Needless to say, that isn’t going to happen. “Whatever for?”
“It would seem he’s been bewitched, ma’am.”
I laugh. “After one night?”
“Yes.”
“That’s utterly ridiculous.”
They look at each other out of the corner of their eyes, as if it is I who is the ridiculous one. “Ma’am,” Felix pushes on, “we have blocked his attempts to reach you, of course. But it seems he won’t heed our warning. Mr. Rush is married, as you know.” Felix cocks a sarcastic eyebrow. I don’t appreciate it, and my deep breath of impatience tells him so. “It goes without saying that we need to contain this. Rest assured, there won’t be an issue if we handle it swiftly and diligently.”
“Handle it swiftly and diligently, then,” I retort, far shorter than I should. They are only trying to avoid me getting caught in a potential scandal. “Thank you. Both of you.” I unbutton my gilet, feeling a little hot, and shrug it off before pulling my hair from its ponytail. But my motions slow as it occurs to me to wonder, again, why they’re here at the stables telling me all this.
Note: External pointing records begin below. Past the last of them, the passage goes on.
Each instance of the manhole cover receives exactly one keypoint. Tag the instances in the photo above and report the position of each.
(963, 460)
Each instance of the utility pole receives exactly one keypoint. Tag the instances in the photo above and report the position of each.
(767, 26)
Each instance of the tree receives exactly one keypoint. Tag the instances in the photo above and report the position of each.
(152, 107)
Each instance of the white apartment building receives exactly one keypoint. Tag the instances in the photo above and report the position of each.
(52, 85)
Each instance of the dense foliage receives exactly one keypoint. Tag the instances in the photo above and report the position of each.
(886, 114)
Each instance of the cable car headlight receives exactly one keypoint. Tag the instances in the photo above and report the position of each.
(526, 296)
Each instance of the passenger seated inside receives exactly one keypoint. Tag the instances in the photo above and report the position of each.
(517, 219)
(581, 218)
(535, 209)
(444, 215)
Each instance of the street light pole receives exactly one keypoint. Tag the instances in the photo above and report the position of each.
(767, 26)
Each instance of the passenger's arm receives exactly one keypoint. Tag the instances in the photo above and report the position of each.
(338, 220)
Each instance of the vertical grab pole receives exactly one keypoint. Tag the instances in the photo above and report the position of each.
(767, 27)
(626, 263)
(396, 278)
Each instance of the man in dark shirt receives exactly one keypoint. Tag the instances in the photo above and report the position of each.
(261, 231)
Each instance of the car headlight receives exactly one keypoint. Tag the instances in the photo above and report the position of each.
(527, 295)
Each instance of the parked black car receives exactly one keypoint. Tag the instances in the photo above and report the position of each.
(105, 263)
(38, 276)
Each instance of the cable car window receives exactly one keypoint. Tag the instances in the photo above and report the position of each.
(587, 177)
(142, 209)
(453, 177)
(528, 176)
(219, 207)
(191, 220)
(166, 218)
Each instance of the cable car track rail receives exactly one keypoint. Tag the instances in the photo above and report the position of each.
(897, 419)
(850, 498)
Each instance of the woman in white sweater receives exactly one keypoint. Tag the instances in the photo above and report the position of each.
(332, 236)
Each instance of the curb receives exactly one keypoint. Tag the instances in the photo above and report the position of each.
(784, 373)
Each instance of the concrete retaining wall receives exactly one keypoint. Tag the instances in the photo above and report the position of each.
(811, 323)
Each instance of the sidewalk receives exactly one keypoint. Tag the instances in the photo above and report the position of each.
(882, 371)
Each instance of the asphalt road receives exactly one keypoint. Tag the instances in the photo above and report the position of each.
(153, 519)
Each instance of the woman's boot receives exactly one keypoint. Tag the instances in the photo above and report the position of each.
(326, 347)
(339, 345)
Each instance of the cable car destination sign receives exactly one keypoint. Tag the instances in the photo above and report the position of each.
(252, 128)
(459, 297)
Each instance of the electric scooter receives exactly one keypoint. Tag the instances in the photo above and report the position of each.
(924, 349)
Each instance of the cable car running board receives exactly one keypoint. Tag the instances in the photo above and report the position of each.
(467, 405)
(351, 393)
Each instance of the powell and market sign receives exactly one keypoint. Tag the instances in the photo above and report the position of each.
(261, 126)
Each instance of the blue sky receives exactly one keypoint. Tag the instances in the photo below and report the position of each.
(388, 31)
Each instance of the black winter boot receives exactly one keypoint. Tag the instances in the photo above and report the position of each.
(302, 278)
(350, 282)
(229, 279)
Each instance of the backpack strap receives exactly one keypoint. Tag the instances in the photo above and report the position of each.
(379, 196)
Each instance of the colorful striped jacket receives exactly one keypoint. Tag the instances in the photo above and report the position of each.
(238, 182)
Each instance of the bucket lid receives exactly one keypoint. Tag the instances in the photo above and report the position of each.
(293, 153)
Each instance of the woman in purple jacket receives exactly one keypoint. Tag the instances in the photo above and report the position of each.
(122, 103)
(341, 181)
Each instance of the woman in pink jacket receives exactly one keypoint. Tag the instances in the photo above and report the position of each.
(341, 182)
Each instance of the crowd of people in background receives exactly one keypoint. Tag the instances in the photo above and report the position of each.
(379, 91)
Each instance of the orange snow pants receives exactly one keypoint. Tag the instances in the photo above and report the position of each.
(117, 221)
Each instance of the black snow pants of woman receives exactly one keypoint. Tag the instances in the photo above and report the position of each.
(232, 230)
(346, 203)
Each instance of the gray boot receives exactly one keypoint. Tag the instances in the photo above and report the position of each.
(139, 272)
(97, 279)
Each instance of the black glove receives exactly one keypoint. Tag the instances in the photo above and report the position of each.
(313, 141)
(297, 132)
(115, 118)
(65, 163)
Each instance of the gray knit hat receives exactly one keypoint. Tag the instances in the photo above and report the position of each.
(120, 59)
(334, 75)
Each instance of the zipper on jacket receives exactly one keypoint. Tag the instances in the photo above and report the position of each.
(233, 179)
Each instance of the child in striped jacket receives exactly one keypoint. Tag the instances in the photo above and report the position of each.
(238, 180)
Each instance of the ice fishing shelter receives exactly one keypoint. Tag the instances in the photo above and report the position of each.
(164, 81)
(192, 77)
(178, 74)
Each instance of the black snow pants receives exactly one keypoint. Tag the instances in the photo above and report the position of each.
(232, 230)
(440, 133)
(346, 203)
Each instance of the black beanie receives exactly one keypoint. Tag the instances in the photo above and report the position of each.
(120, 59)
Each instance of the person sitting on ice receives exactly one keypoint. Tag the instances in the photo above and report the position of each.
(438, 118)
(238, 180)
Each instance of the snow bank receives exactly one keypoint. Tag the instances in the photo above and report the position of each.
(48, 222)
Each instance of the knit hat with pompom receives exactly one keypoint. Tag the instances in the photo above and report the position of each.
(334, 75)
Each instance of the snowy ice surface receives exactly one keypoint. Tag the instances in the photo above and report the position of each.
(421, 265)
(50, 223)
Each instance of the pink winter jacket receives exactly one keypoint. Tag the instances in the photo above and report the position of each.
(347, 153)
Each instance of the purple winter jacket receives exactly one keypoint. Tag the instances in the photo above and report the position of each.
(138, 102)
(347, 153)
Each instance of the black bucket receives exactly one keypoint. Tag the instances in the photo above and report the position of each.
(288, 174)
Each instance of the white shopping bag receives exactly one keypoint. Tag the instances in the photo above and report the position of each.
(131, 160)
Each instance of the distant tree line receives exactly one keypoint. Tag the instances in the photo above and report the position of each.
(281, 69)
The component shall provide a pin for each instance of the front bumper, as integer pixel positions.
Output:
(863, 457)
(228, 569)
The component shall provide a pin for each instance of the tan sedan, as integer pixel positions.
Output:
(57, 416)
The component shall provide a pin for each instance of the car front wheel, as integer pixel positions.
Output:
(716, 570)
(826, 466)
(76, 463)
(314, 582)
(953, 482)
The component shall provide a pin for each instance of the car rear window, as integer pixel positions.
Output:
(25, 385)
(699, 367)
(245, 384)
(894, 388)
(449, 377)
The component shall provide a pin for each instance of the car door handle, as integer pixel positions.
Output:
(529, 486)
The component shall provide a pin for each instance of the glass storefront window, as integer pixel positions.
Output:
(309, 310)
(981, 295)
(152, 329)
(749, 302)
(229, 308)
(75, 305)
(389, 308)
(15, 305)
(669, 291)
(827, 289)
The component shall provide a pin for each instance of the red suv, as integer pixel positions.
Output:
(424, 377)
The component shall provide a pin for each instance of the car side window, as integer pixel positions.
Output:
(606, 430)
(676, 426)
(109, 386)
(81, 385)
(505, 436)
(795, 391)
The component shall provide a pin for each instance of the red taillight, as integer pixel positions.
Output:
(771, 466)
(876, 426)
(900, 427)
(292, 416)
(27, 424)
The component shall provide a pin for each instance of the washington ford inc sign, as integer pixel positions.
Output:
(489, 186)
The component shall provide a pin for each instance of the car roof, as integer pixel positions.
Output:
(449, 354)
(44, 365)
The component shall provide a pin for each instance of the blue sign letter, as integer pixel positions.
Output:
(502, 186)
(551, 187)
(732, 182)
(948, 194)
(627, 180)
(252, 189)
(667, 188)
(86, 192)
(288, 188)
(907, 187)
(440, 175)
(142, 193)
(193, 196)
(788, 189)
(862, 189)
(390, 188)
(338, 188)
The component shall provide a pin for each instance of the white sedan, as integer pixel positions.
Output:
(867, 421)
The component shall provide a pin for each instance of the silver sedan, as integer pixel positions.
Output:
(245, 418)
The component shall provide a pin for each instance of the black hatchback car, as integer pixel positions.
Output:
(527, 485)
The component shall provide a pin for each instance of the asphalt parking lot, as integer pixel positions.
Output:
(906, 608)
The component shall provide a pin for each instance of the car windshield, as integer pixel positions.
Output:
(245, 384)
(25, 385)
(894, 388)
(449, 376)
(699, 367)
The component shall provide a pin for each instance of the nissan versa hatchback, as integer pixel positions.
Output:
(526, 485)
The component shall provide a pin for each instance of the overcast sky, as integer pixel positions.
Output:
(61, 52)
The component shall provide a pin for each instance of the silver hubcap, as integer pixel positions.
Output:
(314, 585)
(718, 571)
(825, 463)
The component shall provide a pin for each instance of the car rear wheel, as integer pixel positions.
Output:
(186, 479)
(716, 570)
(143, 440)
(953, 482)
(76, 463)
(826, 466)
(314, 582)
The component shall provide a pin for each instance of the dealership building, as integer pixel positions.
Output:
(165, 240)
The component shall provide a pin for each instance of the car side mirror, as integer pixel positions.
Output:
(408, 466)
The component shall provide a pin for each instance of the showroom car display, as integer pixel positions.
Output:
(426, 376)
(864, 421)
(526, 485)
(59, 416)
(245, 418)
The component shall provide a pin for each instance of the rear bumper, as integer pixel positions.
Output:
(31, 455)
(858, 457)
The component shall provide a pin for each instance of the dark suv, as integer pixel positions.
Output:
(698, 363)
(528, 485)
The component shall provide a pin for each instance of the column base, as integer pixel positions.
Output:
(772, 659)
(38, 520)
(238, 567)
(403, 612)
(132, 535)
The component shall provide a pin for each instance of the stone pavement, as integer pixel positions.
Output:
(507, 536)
“There is one other small matter, ma’am,” Felix goes on before I get the opportunity to ask.
“What?” I sound as cautious as I feel.
“We need to discuss how we’re handling this situation.”
“We do?” That’s not normal. The communications team do what they do, and I’m rarely consulted in the methods they adopt to clean up my mess, whether I want them cleaning up that mess or not.